Disamping meninggal dunia karena kelaparan tidak sedikit yang sengaja dibunuh untuk menjaga kerahasiaan fasilitas militer. Tidak hanya laki laki saja yang merasakan penderitaan karena romusha, kalangan wanita juga demikian. Mereka diberi janji akan disekolahkan ke negeri Sakura (Jepang). Akan tetapi janji tinggalah janji ternyata mereka dikirim ke pulau pulau yang menjadi pusat pertahanan Jepang.

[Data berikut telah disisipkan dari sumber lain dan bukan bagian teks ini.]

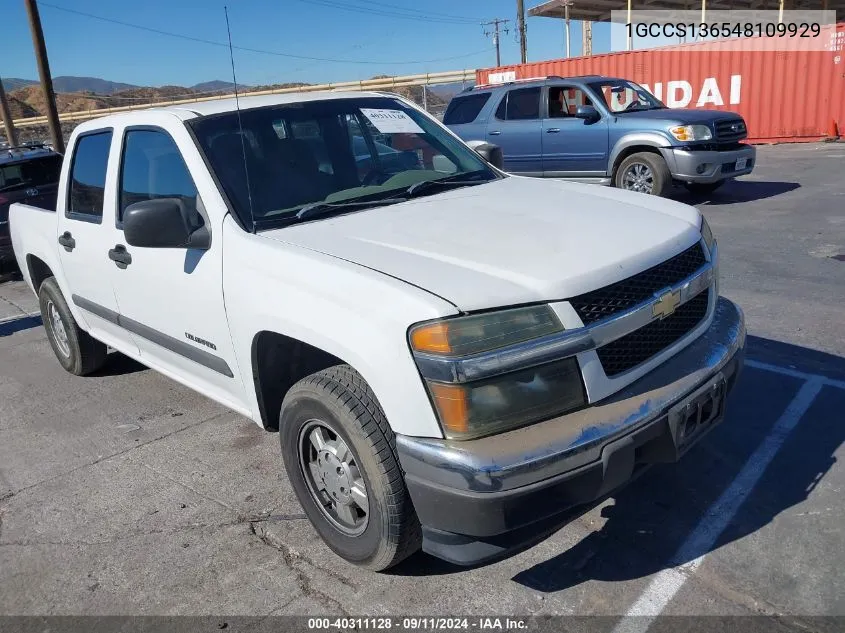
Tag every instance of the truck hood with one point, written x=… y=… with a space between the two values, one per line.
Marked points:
x=511 y=241
x=679 y=115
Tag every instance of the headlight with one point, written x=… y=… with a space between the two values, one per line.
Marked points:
x=505 y=401
x=691 y=132
x=707 y=234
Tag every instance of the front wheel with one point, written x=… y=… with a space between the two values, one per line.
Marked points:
x=340 y=455
x=77 y=352
x=644 y=172
x=703 y=187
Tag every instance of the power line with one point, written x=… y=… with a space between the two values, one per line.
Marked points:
x=380 y=62
x=391 y=14
x=428 y=13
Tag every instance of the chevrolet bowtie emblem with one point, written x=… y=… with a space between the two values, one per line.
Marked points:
x=666 y=305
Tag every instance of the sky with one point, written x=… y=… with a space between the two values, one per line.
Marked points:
x=362 y=38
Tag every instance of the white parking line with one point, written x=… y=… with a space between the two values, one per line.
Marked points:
x=690 y=555
x=788 y=371
x=17 y=317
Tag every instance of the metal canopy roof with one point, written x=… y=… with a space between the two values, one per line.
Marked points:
x=599 y=10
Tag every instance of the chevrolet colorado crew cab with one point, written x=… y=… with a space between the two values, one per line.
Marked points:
x=453 y=357
x=603 y=130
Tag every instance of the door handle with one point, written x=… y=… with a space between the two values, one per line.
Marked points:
x=66 y=240
x=120 y=256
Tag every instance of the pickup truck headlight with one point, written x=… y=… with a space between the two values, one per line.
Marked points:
x=707 y=234
x=505 y=401
x=691 y=132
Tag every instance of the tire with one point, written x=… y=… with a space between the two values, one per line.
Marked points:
x=77 y=352
x=703 y=187
x=337 y=404
x=644 y=172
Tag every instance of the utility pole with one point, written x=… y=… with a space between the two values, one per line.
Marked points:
x=44 y=73
x=11 y=137
x=495 y=32
x=520 y=22
x=586 y=38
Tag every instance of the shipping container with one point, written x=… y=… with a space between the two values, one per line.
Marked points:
x=784 y=95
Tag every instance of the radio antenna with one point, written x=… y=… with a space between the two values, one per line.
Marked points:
x=240 y=124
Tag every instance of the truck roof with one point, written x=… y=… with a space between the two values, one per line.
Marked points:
x=218 y=106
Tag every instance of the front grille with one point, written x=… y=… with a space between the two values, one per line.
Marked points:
x=627 y=293
x=637 y=347
x=731 y=130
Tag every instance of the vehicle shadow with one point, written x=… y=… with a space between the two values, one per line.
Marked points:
x=736 y=191
x=654 y=515
x=118 y=364
x=7 y=328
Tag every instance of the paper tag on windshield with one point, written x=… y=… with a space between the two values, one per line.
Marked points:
x=391 y=121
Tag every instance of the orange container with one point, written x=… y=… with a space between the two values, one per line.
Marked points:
x=796 y=95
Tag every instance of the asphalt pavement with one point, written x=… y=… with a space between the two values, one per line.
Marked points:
x=126 y=493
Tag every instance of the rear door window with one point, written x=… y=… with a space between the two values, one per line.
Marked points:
x=34 y=172
x=88 y=176
x=520 y=104
x=465 y=109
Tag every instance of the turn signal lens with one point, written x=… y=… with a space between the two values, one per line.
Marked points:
x=432 y=338
x=452 y=402
x=484 y=332
x=691 y=132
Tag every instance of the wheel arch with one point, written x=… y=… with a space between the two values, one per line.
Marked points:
x=629 y=144
x=278 y=362
x=38 y=271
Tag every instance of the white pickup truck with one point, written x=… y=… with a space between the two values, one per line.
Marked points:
x=454 y=358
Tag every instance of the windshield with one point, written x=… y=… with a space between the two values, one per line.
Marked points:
x=34 y=172
x=333 y=151
x=625 y=96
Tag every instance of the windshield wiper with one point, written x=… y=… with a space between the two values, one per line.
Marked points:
x=316 y=209
x=419 y=187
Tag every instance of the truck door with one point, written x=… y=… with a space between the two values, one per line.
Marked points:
x=572 y=147
x=172 y=298
x=517 y=129
x=86 y=234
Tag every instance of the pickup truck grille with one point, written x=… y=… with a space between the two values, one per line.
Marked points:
x=730 y=130
x=627 y=293
x=637 y=347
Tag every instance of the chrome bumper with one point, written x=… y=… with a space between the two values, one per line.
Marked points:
x=547 y=449
x=704 y=167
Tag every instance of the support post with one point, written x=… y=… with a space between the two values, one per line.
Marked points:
x=11 y=136
x=44 y=73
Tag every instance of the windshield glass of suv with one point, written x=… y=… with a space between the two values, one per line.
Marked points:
x=33 y=172
x=625 y=96
x=350 y=151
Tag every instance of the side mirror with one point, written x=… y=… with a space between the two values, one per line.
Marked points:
x=163 y=223
x=588 y=113
x=491 y=153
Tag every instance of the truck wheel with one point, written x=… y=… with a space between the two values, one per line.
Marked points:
x=340 y=456
x=644 y=172
x=703 y=187
x=77 y=352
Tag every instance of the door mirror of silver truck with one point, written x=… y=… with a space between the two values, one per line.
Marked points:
x=165 y=223
x=491 y=153
x=588 y=113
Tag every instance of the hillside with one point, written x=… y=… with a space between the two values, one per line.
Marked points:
x=13 y=83
x=29 y=101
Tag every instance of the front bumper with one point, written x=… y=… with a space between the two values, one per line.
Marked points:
x=708 y=166
x=479 y=499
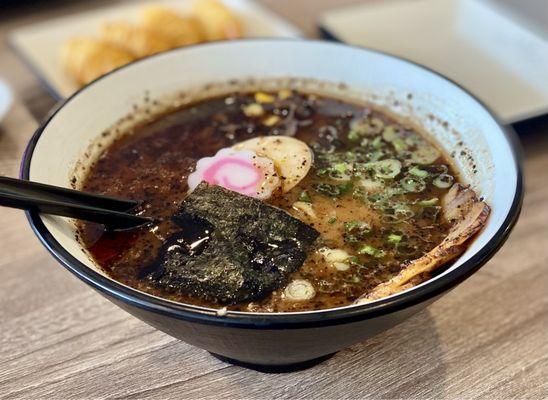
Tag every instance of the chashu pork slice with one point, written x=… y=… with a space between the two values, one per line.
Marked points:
x=468 y=214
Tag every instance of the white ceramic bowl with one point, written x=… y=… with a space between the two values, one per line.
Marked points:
x=458 y=121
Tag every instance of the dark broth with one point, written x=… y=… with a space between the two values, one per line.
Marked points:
x=373 y=191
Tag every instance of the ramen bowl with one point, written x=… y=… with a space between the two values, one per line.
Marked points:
x=485 y=153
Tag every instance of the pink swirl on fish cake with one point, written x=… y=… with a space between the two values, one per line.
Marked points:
x=240 y=171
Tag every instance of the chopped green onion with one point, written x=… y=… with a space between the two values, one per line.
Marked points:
x=419 y=173
x=356 y=231
x=353 y=135
x=341 y=167
x=305 y=197
x=425 y=154
x=389 y=133
x=333 y=190
x=427 y=203
x=377 y=142
x=399 y=145
x=443 y=181
x=387 y=169
x=394 y=239
x=372 y=251
x=412 y=185
x=371 y=185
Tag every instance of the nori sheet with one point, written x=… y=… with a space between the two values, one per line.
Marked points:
x=243 y=248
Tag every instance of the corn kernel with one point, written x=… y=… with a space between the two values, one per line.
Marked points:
x=284 y=94
x=253 y=110
x=261 y=97
x=271 y=120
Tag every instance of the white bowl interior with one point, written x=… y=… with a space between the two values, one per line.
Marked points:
x=376 y=77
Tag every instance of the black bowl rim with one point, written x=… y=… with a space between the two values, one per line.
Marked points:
x=133 y=297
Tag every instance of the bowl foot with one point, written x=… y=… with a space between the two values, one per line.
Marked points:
x=275 y=369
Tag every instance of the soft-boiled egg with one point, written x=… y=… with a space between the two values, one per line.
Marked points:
x=292 y=157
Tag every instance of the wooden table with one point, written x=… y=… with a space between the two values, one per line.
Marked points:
x=60 y=339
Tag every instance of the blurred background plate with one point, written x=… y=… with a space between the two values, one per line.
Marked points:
x=5 y=99
x=497 y=49
x=40 y=44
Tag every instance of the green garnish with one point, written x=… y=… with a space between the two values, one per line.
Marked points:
x=419 y=173
x=333 y=190
x=394 y=239
x=377 y=142
x=387 y=169
x=356 y=231
x=443 y=181
x=353 y=135
x=399 y=145
x=413 y=185
x=305 y=197
x=427 y=203
x=372 y=251
x=389 y=133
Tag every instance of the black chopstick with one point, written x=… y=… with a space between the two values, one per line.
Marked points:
x=114 y=213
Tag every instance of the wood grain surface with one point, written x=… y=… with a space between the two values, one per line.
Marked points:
x=59 y=339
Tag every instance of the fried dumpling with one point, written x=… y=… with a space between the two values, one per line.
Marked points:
x=86 y=59
x=178 y=29
x=217 y=21
x=141 y=42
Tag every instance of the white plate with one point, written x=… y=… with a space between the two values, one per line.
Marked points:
x=474 y=42
x=40 y=44
x=5 y=99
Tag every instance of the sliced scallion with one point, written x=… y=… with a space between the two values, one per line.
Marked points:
x=387 y=169
x=443 y=181
x=428 y=203
x=419 y=173
x=412 y=184
x=372 y=251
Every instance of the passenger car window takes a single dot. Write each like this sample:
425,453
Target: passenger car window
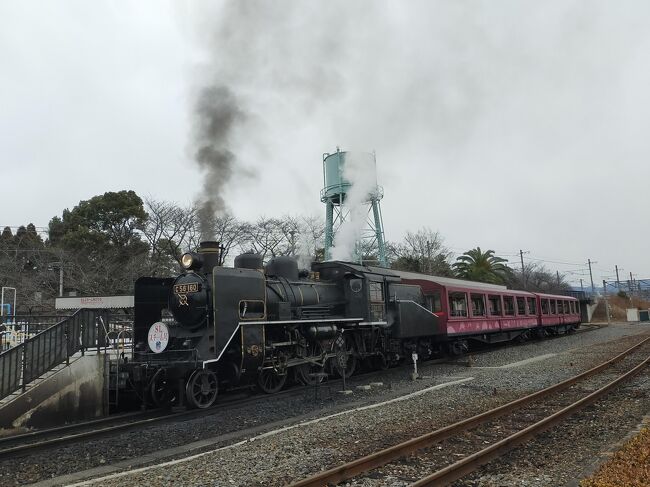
478,305
434,303
532,306
457,304
521,306
495,305
508,305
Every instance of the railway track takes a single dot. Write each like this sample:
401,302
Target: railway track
24,444
502,428
27,443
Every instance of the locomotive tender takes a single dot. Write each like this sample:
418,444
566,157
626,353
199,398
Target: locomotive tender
215,326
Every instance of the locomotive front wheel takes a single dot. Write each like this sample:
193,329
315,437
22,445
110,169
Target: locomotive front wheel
271,380
201,389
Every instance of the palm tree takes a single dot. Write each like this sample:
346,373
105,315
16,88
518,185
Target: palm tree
476,265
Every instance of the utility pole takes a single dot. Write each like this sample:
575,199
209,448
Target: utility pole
606,303
591,276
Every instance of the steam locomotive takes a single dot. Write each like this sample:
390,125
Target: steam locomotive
216,327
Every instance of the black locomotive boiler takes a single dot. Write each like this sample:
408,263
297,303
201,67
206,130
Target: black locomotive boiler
216,327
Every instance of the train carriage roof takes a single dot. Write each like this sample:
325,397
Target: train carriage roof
382,271
451,282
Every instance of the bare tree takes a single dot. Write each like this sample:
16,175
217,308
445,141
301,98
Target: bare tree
422,251
537,279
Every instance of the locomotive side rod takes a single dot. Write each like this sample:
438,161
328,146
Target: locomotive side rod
383,457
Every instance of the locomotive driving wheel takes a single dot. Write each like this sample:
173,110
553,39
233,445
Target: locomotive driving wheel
201,389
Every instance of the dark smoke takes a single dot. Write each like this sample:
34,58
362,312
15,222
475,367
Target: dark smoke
217,112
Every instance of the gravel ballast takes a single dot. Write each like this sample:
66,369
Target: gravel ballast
496,378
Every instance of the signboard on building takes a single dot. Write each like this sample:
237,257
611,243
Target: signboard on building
96,302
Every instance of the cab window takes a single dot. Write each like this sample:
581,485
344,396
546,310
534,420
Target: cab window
251,310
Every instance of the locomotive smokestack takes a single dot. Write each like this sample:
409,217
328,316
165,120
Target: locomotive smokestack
211,254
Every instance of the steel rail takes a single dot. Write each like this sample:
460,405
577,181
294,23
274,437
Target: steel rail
387,455
26,448
27,441
472,462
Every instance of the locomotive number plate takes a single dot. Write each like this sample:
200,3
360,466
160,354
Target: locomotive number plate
192,287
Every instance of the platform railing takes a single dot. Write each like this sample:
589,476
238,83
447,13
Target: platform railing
20,365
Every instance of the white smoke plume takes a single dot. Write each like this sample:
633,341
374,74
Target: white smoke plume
360,171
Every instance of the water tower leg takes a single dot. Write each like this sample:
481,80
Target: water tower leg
379,233
329,229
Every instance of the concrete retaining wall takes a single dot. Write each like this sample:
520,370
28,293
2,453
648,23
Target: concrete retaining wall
74,393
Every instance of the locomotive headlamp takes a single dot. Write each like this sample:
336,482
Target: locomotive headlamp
191,261
187,260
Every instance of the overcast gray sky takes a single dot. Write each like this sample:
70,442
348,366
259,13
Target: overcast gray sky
509,125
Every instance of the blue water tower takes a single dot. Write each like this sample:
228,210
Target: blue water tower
344,175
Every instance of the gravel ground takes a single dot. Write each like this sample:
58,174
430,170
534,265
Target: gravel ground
280,458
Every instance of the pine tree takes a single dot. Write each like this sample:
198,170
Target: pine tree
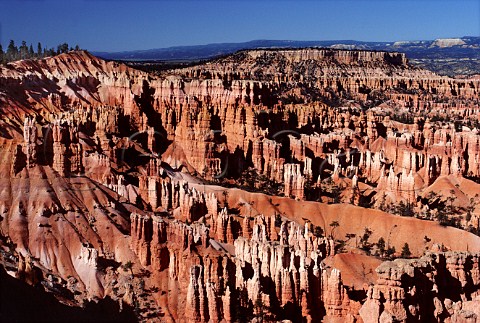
12,51
406,251
23,50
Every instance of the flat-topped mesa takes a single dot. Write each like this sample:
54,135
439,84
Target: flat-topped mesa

Para pelajar dan pegawai juga tidak luput dari penyerahan tenaga, hanya saja tidak seberat Romusha. Sifatnya kerja bakti atau Kinrohosi. Mereka bekerja untuk membangun jalan dan lapangan terbang. Selain bekerja bakti, mereka juga diwajibkan latihan baris berbaris, bela diri, dan perang perangan. Latihan dilaksanakan dengan disiplin keras. Bahkan untuk semua lapisan masyarakat ditekankan untuk hormat pada orang orang Jepang, bila melewati pos penjagaan harus membungkukkan badan pada tentara yang bertugas.

Setiap pagi rakyat Indonesia diharuskan membungkukkan badan ke arah timur (Matahari terbit). Tujuannya untuk memberi hormat pada Dewa Matahari. Tata cara penghormatan ini disebut dengan istilah Seikerei. Penderitaan bangsa Indonesia dimasa pendudukan Jepang menimbulkan ide bagi seniman seniman untuk menciptakan kalimat-kalimat sindiran dan penentangan, yang diantaranya adalah :



"Pagupon Omahe doro, melok Nippon Tambah sengsoro"

Arti : Pegupon rumahnya merpati, ikut nippon tambah menderita.

" Tittuwit damar mati muliho / piring kejewit lawang/ udeng miring oleh nyelang "

Arti : Maksud dari Kalimat diatas adalah , saat sirine berbunyi lampu harus padam, peraturan keras jam malam, katanya ada serangan udara musuh, ternyata itu hanya siasat licik Jepang untuk mencuri kekayaan rakyat lalu dikirim untuk keperluan perang. Dan kalimat "Udeng miring nyelang" merupakan sindiran bahwa perbuatan penjajah adalah pinjaman, pada saatnya nanti harus dibayar kembali.

itulah gambaran keaadan masa Jepang di Indonesia, memang sungguh memprihatinkan sekali kalau kita rasakan pada saat masa Pendudukan Jepang di negara indonesia.
semoga melalui artikel yang saya tulis ini dapat membuat pemuda/i seluruh Indonesia memiliki jiwa patriotisme yang tinggi terhadap negaranya.